目に見えない力の源「エネルギー」と「仕事」の正体

ジェットコースターが高い場所から急降下したり、クレーンが重い荷物を持ち上げたり。

これらの現象の裏には、物体が持っている「エネルギー」と、力が物体に作用する「仕事」という、物理学の重要な概念が隠されています。

ここでは、物体の運動に関わるエネルギーの種類と、それらが保存される法則、そして理科の世界での「仕事」の定義について、詳しく解説していきます。

 

1. 2種類の力学的エネルギー

物体が運動するときに関わるエネルギーを、まとめて力学的エネルギーと呼びます。

これには、大きく分けて2つの種類があります。

① 位置エネルギー

高い場所にある物体が持っている、たくわえられたエネルギーのことです。

何で決まるの?:

物体の質量が大きいほど、位置エネルギーは大きい。

物体がある基準面からの高さが高いほど、位置エネルギーは大きい。

イメージ:

ダムの高い場所にたくわえられた水。

その水が低い場所に流れ落ちることで、水車を回すなどの「仕事」をすることができます。

② 運動エネルギー

運動している物体が持っているエネルギーのことです。

何で決まるの?:

物体の質量が大きいほど、運動エネルギーは大きい。

物体の速さが速いほど、運動エネルギーは非常に大きくなります。

(速さの2乗に比例します)

イメージ:

走っているボーリングの球。

その速さと重さによって、ピンを倒すという「仕事」をすることができます。

 

2. 力学的エネルギー保存の法則

ジェットコースターや振り子のように、物体が運動するとき、位置エネルギーと運動エネルギーは互いに姿を変え合います。

物体が上昇するとき:

速さが遅くなる → 運動エネルギーが減少

高さが高くなる → 位置エネルギーが増加

物体が下降するとき:

速さが速くなる → 運動エネルギーが増加

高さが低くなる → 位置エネルギーが減少

ここで非常に重要なのが、力学的エネルギー保存の法則です。

「摩擦や空気抵抗がなければ、位置エネルギーと運動エネルギーの合計(=力学的エネルギー)は、運動の前後で常に一定に保たれる。
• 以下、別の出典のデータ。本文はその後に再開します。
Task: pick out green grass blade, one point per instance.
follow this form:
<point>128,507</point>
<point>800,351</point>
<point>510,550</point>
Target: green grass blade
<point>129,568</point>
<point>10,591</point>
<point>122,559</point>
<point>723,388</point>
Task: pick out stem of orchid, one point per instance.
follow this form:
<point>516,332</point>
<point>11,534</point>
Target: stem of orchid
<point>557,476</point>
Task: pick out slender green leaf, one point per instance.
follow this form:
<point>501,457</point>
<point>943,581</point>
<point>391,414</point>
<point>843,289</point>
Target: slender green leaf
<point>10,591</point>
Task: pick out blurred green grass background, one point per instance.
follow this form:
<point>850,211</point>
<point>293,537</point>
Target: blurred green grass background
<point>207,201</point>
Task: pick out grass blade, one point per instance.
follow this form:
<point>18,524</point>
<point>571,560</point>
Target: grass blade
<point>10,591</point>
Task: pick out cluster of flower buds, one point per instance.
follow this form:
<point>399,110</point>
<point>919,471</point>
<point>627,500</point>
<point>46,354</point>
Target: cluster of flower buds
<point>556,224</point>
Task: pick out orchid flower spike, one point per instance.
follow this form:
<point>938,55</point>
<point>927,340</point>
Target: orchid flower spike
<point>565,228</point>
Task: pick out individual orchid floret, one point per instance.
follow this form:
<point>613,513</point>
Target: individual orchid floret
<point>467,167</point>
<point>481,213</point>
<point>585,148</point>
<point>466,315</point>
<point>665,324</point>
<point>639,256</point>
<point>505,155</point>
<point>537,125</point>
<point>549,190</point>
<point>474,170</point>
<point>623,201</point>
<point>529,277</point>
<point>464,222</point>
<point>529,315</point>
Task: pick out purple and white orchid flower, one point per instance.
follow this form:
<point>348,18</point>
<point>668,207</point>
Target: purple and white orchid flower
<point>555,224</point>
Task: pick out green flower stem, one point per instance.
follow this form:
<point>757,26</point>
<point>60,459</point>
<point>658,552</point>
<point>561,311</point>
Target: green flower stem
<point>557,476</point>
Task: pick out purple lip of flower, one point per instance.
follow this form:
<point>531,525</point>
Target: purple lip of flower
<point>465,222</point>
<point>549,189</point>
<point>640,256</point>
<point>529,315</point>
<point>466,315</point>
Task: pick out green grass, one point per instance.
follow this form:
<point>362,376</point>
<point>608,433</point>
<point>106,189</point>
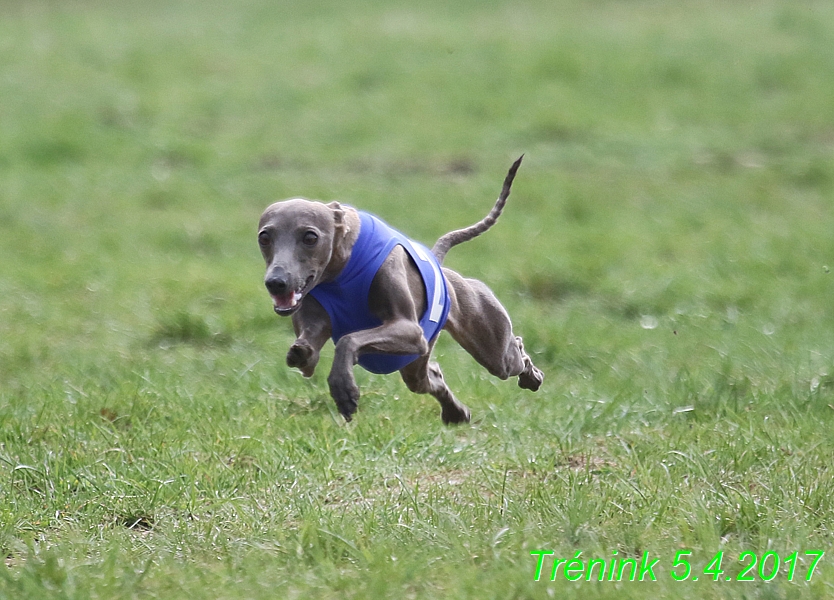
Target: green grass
<point>666,254</point>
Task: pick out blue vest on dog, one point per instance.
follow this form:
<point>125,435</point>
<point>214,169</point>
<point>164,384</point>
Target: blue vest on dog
<point>346,298</point>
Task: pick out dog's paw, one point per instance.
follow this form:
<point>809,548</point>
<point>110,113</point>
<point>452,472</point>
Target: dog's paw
<point>346,394</point>
<point>455,415</point>
<point>531,379</point>
<point>303,357</point>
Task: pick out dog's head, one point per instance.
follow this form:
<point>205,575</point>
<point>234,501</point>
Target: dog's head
<point>302,244</point>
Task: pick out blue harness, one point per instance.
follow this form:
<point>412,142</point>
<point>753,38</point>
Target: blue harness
<point>346,298</point>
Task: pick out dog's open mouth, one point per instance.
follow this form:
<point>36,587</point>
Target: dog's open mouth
<point>287,304</point>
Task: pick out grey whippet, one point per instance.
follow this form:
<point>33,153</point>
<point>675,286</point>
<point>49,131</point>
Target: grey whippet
<point>308,244</point>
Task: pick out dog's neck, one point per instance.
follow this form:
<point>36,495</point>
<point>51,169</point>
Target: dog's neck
<point>344,237</point>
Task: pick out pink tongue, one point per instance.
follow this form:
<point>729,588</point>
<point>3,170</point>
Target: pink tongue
<point>286,302</point>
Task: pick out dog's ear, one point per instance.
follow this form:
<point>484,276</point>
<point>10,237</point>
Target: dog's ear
<point>339,217</point>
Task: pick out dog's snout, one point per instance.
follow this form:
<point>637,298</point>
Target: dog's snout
<point>277,284</point>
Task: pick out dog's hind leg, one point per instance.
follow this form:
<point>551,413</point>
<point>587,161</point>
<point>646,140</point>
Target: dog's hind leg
<point>479,323</point>
<point>424,377</point>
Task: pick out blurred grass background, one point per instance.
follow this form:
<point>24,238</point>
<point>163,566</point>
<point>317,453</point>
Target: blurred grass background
<point>666,254</point>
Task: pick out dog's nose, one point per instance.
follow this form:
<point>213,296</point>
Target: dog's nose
<point>277,284</point>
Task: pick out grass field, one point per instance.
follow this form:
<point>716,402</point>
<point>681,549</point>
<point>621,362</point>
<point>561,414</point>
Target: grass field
<point>666,254</point>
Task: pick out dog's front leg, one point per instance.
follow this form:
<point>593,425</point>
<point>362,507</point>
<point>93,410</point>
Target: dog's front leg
<point>400,336</point>
<point>312,330</point>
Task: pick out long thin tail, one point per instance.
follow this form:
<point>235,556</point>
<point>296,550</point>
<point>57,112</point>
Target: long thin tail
<point>453,238</point>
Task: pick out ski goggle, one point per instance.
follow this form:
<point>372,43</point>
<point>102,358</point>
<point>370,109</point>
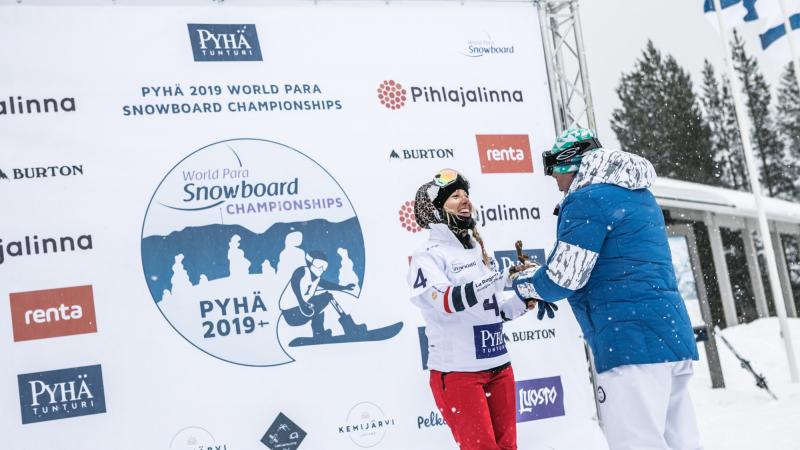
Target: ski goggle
<point>445,177</point>
<point>565,157</point>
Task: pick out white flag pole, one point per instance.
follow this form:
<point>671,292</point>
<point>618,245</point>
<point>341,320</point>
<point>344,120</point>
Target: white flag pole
<point>788,26</point>
<point>755,187</point>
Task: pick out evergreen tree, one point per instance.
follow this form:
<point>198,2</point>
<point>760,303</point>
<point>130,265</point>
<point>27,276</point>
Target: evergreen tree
<point>660,119</point>
<point>726,143</point>
<point>775,176</point>
<point>788,119</point>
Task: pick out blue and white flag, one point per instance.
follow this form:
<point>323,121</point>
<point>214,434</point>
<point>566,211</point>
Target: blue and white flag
<point>773,35</point>
<point>734,12</point>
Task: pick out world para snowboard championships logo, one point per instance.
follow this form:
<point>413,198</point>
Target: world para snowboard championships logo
<point>252,251</point>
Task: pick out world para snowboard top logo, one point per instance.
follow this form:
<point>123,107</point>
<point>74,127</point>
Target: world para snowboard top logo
<point>251,249</point>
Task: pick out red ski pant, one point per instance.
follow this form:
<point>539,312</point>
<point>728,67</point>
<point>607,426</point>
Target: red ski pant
<point>479,407</point>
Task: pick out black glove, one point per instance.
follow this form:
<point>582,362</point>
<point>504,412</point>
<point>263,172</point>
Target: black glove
<point>549,308</point>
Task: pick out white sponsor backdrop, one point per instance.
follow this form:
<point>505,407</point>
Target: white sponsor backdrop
<point>165,384</point>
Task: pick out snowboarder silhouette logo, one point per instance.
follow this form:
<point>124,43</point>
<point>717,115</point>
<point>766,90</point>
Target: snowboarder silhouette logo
<point>313,295</point>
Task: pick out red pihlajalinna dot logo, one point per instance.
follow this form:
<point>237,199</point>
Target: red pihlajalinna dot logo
<point>391,94</point>
<point>407,218</point>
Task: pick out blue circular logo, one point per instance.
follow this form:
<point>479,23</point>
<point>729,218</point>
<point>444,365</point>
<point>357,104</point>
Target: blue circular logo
<point>250,248</point>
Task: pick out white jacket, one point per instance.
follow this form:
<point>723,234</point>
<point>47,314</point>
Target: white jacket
<point>461,302</point>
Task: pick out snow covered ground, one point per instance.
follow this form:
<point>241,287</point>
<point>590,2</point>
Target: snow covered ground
<point>742,416</point>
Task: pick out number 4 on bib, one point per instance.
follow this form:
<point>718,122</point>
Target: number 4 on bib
<point>421,280</point>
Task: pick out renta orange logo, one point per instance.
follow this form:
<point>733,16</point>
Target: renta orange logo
<point>52,313</point>
<point>504,153</point>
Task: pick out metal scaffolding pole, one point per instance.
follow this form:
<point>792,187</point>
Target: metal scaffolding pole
<point>565,60</point>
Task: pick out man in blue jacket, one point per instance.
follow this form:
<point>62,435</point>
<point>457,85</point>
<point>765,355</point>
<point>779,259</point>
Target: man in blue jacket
<point>612,263</point>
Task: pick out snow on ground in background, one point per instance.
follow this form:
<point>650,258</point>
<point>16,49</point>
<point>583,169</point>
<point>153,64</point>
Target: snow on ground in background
<point>742,416</point>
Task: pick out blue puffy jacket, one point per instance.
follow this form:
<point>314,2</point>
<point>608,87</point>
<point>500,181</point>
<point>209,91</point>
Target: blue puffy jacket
<point>613,263</point>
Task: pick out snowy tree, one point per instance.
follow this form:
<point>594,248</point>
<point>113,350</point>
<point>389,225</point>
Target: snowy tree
<point>726,143</point>
<point>661,120</point>
<point>788,118</point>
<point>775,176</point>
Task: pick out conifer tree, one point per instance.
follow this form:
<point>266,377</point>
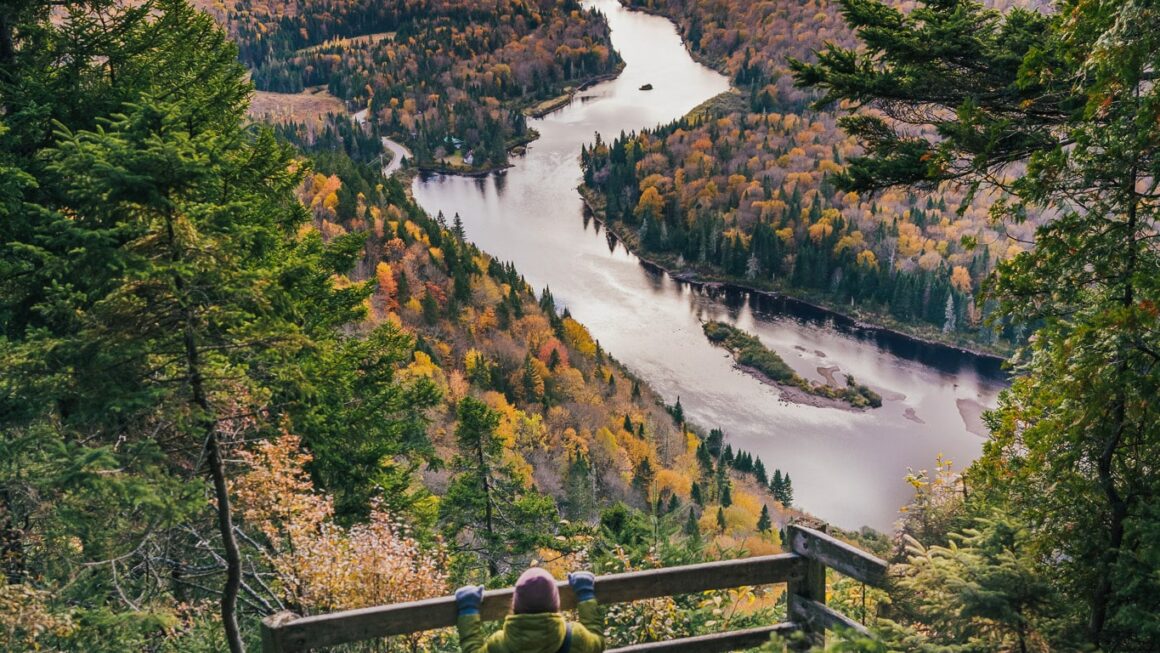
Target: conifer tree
<point>691,528</point>
<point>487,507</point>
<point>1070,96</point>
<point>763,523</point>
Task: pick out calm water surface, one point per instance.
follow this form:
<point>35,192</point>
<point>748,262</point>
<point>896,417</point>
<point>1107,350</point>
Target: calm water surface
<point>847,468</point>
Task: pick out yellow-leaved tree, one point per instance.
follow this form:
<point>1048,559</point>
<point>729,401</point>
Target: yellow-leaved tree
<point>321,566</point>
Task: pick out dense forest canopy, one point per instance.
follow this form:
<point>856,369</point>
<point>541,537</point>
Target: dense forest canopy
<point>746,188</point>
<point>448,78</point>
<point>240,377</point>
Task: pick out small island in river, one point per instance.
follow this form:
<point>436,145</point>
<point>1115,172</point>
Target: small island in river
<point>752,355</point>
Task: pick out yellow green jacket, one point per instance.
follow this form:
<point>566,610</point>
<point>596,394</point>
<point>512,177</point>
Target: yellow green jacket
<point>535,633</point>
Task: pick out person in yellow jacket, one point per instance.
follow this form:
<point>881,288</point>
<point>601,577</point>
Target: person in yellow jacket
<point>535,624</point>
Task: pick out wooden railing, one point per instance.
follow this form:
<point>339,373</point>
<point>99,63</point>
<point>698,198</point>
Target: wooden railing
<point>804,570</point>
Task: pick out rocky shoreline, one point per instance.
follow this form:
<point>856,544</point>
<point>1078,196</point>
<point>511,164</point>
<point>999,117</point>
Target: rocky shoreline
<point>693,277</point>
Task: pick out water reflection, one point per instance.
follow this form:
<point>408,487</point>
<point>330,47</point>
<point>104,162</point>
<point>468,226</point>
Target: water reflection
<point>846,466</point>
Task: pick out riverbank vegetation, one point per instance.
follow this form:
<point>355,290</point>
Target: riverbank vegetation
<point>239,379</point>
<point>1067,102</point>
<point>749,353</point>
<point>744,190</point>
<point>450,79</point>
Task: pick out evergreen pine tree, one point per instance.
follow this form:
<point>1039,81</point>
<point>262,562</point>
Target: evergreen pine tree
<point>763,523</point>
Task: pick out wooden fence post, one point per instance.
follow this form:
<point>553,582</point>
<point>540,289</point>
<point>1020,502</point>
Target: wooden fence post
<point>812,587</point>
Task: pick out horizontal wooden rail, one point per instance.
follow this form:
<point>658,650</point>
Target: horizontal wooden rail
<point>283,633</point>
<point>716,643</point>
<point>842,558</point>
<point>804,568</point>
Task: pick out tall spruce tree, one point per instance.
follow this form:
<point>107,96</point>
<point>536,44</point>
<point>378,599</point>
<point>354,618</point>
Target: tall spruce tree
<point>488,508</point>
<point>1072,96</point>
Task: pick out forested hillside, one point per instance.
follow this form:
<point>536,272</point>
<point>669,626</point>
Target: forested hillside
<point>448,78</point>
<point>745,188</point>
<point>239,379</point>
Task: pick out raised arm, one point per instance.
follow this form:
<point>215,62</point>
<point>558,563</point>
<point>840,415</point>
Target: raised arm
<point>592,619</point>
<point>469,624</point>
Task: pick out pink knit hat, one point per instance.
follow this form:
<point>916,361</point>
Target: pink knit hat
<point>535,592</point>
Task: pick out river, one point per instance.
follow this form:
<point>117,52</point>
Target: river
<point>847,468</point>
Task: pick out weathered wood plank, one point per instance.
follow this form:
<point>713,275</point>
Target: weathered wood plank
<point>819,616</point>
<point>716,643</point>
<point>383,621</point>
<point>810,588</point>
<point>842,558</point>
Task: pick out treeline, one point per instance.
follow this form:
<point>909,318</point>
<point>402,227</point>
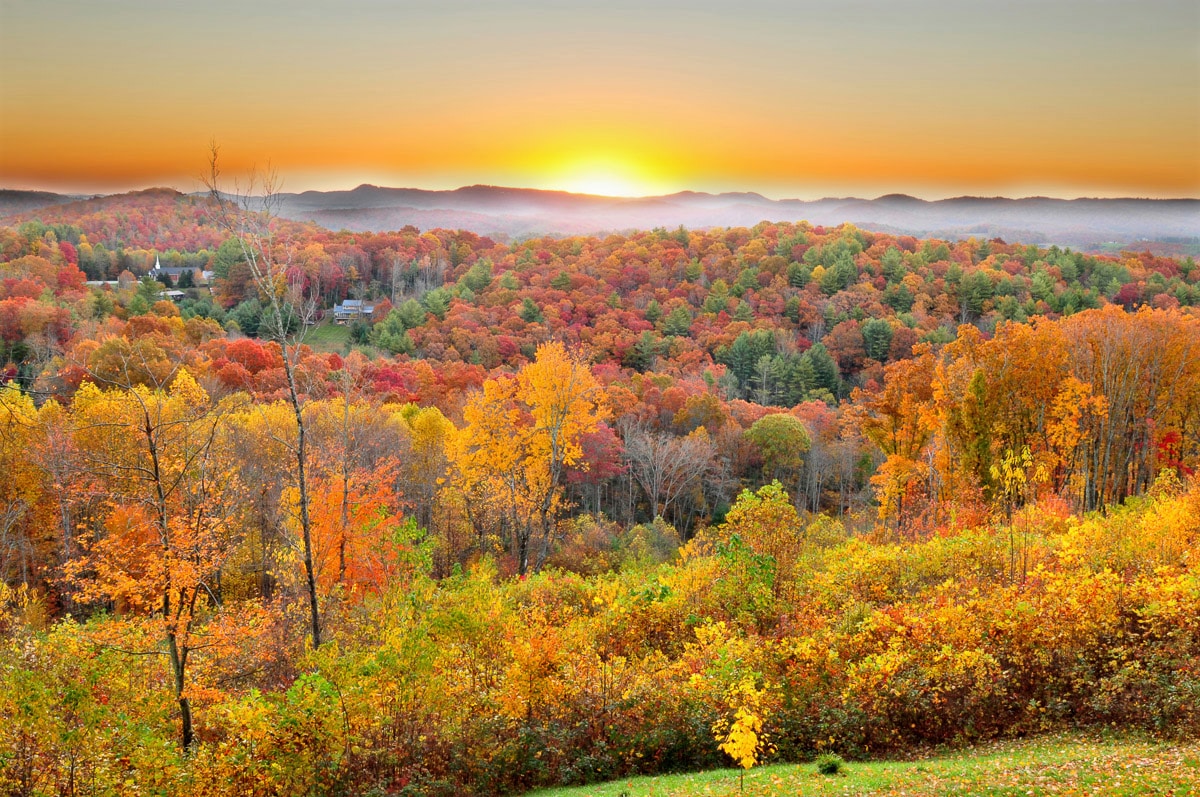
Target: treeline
<point>844,473</point>
<point>477,684</point>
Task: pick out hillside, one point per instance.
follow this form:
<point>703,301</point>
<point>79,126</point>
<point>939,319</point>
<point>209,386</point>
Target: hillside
<point>522,213</point>
<point>579,508</point>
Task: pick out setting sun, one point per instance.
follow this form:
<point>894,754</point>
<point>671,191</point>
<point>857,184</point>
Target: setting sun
<point>604,178</point>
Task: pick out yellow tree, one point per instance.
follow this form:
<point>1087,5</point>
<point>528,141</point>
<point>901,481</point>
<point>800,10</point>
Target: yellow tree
<point>521,436</point>
<point>171,499</point>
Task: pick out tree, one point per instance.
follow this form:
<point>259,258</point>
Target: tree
<point>168,528</point>
<point>251,222</point>
<point>783,441</point>
<point>521,436</point>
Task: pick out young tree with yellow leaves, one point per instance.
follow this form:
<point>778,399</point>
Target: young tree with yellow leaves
<point>521,436</point>
<point>171,501</point>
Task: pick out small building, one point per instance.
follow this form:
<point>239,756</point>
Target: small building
<point>161,273</point>
<point>352,310</point>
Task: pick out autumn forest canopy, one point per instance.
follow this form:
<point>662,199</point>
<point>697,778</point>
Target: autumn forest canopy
<point>289,510</point>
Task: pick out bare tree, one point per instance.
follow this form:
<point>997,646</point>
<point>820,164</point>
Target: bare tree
<point>252,221</point>
<point>666,466</point>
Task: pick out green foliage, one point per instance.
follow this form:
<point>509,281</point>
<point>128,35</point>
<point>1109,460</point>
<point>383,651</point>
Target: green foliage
<point>391,334</point>
<point>829,763</point>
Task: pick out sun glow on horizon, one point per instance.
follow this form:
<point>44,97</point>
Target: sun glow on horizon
<point>604,177</point>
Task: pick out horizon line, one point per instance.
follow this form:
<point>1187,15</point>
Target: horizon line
<point>894,195</point>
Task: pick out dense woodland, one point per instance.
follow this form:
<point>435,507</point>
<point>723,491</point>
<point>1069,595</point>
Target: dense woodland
<point>567,509</point>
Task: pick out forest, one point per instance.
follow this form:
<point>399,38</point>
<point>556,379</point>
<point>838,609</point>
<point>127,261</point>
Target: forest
<point>568,509</point>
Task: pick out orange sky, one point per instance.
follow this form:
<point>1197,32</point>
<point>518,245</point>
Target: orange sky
<point>791,99</point>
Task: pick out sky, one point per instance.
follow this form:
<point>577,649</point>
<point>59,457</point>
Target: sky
<point>787,97</point>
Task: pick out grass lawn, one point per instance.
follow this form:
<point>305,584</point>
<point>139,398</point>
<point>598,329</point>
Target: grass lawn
<point>328,336</point>
<point>1060,763</point>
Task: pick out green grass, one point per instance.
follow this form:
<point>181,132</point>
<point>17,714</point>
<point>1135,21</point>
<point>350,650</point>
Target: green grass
<point>1061,763</point>
<point>328,336</point>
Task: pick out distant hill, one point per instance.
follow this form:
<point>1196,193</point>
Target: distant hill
<point>519,213</point>
<point>17,202</point>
」

例:ジェットコースター

最も高い位置: 位置エネルギーが最大、運動エネルギーは最小(またはゼロ)。

最も低い位置: 位置エネルギーが最小(またはゼロ)、運動エネルギーは最大。

途中の位置: 位置エネルギーと運動エネルギーを両方持っているが、その合計値はどの地点でも同じ。

減少した位置エネルギーの分だけ、運動エネルギーが増加する(またはその逆)。

このようにエネルギーは、形は変えるものの、その総量は決して消えたり、勝手に生まれたりしないのです。

 

3. 理科の世界の「仕事」と「仕事率」

日常で使う「仕事」という言葉と、理科で使う「仕事」は意味が少し違います。

① 仕事

理科の世界で「仕事をした」と言えるのは、以下の2つの条件がそろったときだけです。

物体に力を加える。

その力の向きに物体を動かす。

【仕事の公式】

仕事 (J) = 力の大きさ (N) × 力の向きに動かした距離 (m)

単位: 仕事の単位は J(ジュール) を使います。

仕事がゼロになる場合:

壁を押しても動かなかった → 力を加えても、距離がゼロなので仕事はゼロ。

荷物を持って水平に歩く → 力の向き(上向き)と移動の向き(水平)が垂直なので、仕事はゼロ。

② 仕事の原理

道具(てこ、滑車など)を使っても、使わなくても、仕事の大きさ(J)は変わらない。

これを仕事の原理といいます。

道具を使うメリット:

小さな力で物体を動かすことができる(力を加える距離は長くなる)。

力の向きを変えることができる。

つまり、道具は仕事を「楽に」してくれるが、仕事そのものの量を「減らして」くれるわけではありません。

③ 仕事率

同じ仕事をするにも、速く終わらせる場合と、ゆっくり終わらせる場合があります。

この「単位時間(1秒間)あたりにする仕事の量」、つまり仕事の効率やペースを表すのが仕事率です。

【仕事率の公式】

仕事率 (W) = 仕事 (J) ÷ かかった時間 (s)

単位: 仕事率の単位は W(ワット) を使います。

1Wとは、「1秒間に1Jの仕事をする」ペースのことです。

同じ量の仕事でも、短い時間で終えた方が、仕事率は高くなります。

これらのエネルギーや仕事の概念は、物理学の最も基本的な土台となる考え方です。

身の回りの運動が、どのようなエネルギーの移り変わりで起こっているのかを考えてみましょう。